Towards Meta-learned Algorithm Selection using Implicit Fidelity Information

TL;DR

This paper introduces IMFAS, a meta-learning approach that uses multi-fidelity landmarking and LSTMs to efficiently select algorithms by capturing dataset topology and algorithm biases without full training.

Contribution

IMFAS is a novel method that leverages non-parametric, meta-learned learning curves from candidate algorithms to improve algorithm selection with reduced computational cost.

Findings

IMFAS outperforms Successive Halving with up to 50% of the fidelity sequence.

It produces informative landmarks that enhance ranking accuracy.

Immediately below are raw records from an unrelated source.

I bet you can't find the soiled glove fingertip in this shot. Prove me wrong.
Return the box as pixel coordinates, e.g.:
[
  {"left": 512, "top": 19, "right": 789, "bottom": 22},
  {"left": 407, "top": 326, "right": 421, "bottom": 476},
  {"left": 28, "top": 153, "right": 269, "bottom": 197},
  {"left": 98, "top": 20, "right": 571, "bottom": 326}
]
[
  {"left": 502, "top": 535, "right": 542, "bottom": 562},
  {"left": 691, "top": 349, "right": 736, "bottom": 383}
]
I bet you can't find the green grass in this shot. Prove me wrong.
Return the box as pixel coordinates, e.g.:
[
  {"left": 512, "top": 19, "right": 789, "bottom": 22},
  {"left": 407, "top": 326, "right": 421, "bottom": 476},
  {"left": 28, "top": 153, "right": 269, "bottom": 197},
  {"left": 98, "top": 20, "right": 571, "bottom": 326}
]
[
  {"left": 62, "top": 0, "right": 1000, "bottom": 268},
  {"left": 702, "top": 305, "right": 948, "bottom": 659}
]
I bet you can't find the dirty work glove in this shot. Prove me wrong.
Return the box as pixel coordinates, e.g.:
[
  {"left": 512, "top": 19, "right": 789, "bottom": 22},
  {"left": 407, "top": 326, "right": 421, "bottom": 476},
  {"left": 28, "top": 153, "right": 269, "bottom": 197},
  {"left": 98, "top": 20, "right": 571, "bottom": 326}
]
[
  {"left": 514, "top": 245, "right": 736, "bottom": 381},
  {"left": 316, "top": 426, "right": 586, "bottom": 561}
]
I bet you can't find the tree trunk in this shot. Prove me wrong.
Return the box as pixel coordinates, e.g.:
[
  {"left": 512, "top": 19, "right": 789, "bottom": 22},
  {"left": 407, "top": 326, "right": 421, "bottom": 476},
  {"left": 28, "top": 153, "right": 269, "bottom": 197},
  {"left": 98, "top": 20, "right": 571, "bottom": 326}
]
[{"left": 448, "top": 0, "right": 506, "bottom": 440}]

The approach efficiently captures dataset topology and algorithm biases.

Abstract

Automatically selecting the best performing algorithm for a given dataset or ranking multiple algorithms by their expected performance supports users in developing new machine learning applications. Most approaches for this problem rely on pre-computed dataset meta-features and landmarking performances to capture the salient topology of the datasets and those topologies that the algorithms attend to. Landmarking usually exploits cheap algorithms not necessarily in the pool of candidate algorithms to get inexpensive approximations of the topology. While somewhat indicative, hand-crafted dataset meta-features and landmarks are likely insufficient descriptors, strongly depending on the alignment of the topologies that the landmarks and the candidate algorithms search for. We propose IMFAS, a method to exploit multi-fidelity landmarking information directly from the candidate algorithms in the form of non-parametrically non-myopic meta-learned learning curves via LSTMs in a few-shot setting during testing. Using this mechanism, IMFAS jointly learns the topology of the datasets and the inductive biases of the candidate algorithms, without the need to expensively train them to convergence. Our approach produces informative landmarks, easily enriched by arbitrary meta-features at a low computational cost, capable of producing the desired ranking using cheaper fidelities. We additionally show that IMFAS is able to beat Successive Halving with at most 50% of the fidelity sequence during test time.